だが、キノコを食べるうえで注意したいのが食中毒だ。東京都福祉保健局が運営する「食品衛生の窓」によれば、平成16年から平成20年までに年間42~79件のキノコ食中毒、年間77~232人のキノコ食中毒患者が全国で発生しているという。しかも、その9割が9~10月に集中するそうだ。
それでも旬の味覚を味わいたいという方は、きちんとした見分け方を身につける必要がある。そこで、埼玉きのこ研究会の上原さんに毒キノコの見分け方について話を伺った。毒キノコかそうでないかの見分け方はあるのだろうか?
「キノコ採取に慣れている人にアドバイスをもらったり、本などで特徴をよく把握してひとつずつ確認するしかないですね。“こういう特徴があるから毒キノコ”ということはほぼないと考えてください。なかには食べられるキノコに似た特徴を持つ毒キノコもたくさんあるので、そういったキノコは食べないのが得策です」
基本的にキノコの鑑定は難しく、採取に慣れた人でも時に食中毒を起こす人もいるのだとか。また、本に食べられるキノコと書かれているからといって安全とは限らないという。
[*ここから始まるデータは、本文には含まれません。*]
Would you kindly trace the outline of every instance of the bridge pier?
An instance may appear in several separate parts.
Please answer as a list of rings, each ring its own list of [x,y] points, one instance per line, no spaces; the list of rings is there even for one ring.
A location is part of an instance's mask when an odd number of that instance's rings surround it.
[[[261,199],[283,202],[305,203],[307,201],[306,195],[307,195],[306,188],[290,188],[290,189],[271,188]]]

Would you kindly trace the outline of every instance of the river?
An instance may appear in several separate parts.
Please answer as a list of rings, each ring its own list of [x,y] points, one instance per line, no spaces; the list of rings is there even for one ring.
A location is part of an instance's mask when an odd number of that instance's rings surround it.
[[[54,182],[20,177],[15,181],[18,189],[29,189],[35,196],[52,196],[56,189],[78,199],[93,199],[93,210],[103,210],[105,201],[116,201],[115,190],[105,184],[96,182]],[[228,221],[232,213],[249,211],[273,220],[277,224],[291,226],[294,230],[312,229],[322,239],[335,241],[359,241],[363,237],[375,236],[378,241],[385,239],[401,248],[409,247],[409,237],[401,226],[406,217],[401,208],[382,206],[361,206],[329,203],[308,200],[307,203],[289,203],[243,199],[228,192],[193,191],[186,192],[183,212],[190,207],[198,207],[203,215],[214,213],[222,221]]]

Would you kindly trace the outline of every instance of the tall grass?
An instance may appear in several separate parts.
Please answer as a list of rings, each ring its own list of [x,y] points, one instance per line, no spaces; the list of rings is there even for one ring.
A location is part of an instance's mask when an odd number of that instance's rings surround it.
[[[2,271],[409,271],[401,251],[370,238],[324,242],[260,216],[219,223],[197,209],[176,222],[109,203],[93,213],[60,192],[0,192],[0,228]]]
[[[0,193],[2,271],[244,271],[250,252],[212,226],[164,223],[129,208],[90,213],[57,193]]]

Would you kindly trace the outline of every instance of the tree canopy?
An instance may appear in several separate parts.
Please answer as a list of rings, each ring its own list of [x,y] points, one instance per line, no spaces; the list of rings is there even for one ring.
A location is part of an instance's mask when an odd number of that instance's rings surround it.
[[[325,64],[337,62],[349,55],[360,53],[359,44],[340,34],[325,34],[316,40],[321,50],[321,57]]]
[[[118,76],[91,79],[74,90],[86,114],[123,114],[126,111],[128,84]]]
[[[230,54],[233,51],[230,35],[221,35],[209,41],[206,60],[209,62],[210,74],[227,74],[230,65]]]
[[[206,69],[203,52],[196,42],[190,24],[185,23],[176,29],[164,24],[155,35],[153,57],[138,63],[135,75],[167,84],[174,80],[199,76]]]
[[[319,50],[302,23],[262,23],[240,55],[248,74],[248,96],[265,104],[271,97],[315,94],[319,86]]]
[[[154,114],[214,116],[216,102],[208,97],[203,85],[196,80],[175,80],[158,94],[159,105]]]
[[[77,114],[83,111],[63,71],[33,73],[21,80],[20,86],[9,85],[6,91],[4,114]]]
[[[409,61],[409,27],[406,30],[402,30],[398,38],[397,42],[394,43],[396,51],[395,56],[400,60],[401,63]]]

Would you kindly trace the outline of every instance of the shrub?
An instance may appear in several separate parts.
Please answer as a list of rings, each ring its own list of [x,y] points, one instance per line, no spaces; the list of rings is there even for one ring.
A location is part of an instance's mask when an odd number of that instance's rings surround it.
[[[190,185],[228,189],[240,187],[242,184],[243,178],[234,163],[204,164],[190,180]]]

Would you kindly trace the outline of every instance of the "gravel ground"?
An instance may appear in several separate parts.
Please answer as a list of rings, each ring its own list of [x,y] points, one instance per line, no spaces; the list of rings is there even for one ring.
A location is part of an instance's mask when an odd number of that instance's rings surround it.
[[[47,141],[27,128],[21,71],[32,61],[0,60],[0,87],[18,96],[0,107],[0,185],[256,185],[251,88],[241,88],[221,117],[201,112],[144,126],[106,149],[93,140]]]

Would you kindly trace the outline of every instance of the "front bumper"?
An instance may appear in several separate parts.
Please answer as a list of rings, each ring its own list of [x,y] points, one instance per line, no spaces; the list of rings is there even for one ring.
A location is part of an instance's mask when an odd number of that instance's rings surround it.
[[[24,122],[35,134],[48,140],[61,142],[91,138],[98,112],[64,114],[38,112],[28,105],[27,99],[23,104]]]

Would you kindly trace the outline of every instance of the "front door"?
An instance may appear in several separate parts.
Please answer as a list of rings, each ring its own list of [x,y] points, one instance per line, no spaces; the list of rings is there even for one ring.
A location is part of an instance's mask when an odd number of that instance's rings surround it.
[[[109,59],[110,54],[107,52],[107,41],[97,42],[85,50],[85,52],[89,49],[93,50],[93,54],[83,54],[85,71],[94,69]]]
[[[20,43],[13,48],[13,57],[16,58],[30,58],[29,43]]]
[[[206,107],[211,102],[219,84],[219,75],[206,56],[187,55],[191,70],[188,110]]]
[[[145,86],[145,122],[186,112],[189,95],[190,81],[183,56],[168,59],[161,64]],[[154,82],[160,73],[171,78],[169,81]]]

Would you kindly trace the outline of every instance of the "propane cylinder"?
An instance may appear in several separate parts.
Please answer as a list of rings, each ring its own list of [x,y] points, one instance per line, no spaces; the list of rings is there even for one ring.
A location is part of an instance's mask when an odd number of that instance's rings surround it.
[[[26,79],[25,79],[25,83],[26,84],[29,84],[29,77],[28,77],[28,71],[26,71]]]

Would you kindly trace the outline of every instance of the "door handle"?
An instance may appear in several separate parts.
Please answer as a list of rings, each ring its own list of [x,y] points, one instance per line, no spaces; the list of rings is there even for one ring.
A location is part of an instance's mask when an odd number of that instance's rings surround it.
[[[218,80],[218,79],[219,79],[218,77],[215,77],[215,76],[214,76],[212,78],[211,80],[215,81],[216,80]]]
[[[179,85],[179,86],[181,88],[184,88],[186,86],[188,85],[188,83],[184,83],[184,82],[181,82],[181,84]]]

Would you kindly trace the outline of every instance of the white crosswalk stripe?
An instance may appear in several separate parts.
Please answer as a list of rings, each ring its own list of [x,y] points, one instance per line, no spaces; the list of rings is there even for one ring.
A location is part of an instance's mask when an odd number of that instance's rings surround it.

「かつてスギヒラタケは食べられるキノコとして有名でした。しかし、腎臓に疾患のある人を中心に急性脳症を起こすことが判明し、現在では毒キノコに認定されています」
このスギヒラタケ、最終的には意識障害を起こし,脳浮腫が進行して死亡する危険性があるという。ほかにも危険をはらんだキノコは数多くある。カエンタケは触るだけでも炎症を起こすのだという。
とにかく、キノコ初心者が安易に手を出すのはかなりのリスクを伴う。少しでも不安があるものは口にしないことを心掛けよう。